Sejak tabrakan itu, aku dan Za selalu bertemu. Entah itu memang takdir atau apa. Setelah seminggu aku berkenalan dengan Za, aku tau bahwa ternyata Za adalah anak yang baik. Dia ramah juga pintar. Walaupun aku buta, dia tak pernah mengejekku. Dia malah memberiku sebuah kotak yang berisi huruf braille. Sungguh, dia sangat baik. Dia adalah teman terbaik yang aku punya.
“Hmm… Fi, selama ini aku selalu cerita apapun tentang aku. Nah sekarang giliran kamu yang cerita.” Pinta Za di suatu sore. “Oke oke… Aku cerita.” Aku mengalah.
“Kamu tau Za, kenapa kamu ga pernah lihat ataupun bertemu dengan Ayah dan Ibuku?” Tanyaku memulai, kurasa Za menggeleng.
“Itu karena mereka udah ga ada. Dulu tepatnya 2 tahun yang lalu, sebuah kecelakaan maut merenggut nyawa kedua orangtuaku. Dan juga… Penglihatan mataku. Kornea mataku rusak, oleh karena itu aku buta.” Ucapku memberi jeda. Tanpa kusadari air mataku menetes.
Tak ada tanggapan dari Za, membuatku heran. “Za, kamu masih disini kan?” “Hah? Eh… Iya kok, lanjut lanjut.” “Kamu gapapa?” Tanyaku lagi. “Eng… Gak kok, gak papa. Lanjutin aja ceritanya, aku pasti dengerin.” “Oke-oke, tapi kamu jangan kemana-mana ya…” “Iya, tenang aja.” Ucapnya meyakinkanku. Aku akhirnya melanjutkan cerita.
“Menurut para saksi, kecelakaan itu terjadi antara mobil dengan mobil. Tapi mereka gak mengejar si penabrak yang keburu kabur karena menyelamatkan aku dan orangtuaku. Mungkin si penabrak lagi mabuk atau ngantuk. Sampai sekarang, aku belum bisa melupakan tragedi kecelakaan itu. Aku sempat marah pada si penabrak, tapi aku sadar apa yang terjadi adalah takdir. Aku ikhlas dengan perginya orangtuaku, tapi mungkin aku belum bisa maafin si penabrak. Aku merasa dendam dengannya. Mungkin jika bertemu, aku akan mencaci makinya dan aku… Juga membencinya. Aku ingin tau apa alasannya kenapa dia kabur.” Ucapku mengakhiri cerita.
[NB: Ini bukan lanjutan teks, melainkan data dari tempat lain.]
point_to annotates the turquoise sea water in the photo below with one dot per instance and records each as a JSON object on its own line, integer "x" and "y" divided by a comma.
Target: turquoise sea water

“Mm… Kalau orang yang nabrak itu meminta bertemu denganmu untuk meminta maaf, apa kamu mau memaafkannya?” Pertanyaan dari Za agak aneh menurutku. “Entahlah… Aku ga yakin.” Jawabku dengan nada ragu. “Fi, kalau misalnya orang itu mengakui kesalahannya dan mengungkapkan alasannya kabur lalu mau bertanggung jawab, gimana?” Tanya Za, untuk kedua kalinya pertanyaannya itu aneh. “Lalu apa kamu akan laporin orang itu ke polisi?” “Entahlah. Tapi aku suka orang yang jujur. Mungkin aku akan mendengarkan penjelasannya, tapi untuk permintaan maafnya aku ga menerima. Jujur, aku masih sakit hati.” Jawabku. Lagi-lagi tak ada tanggapan dari Za, membuatku berpura-pura batuk.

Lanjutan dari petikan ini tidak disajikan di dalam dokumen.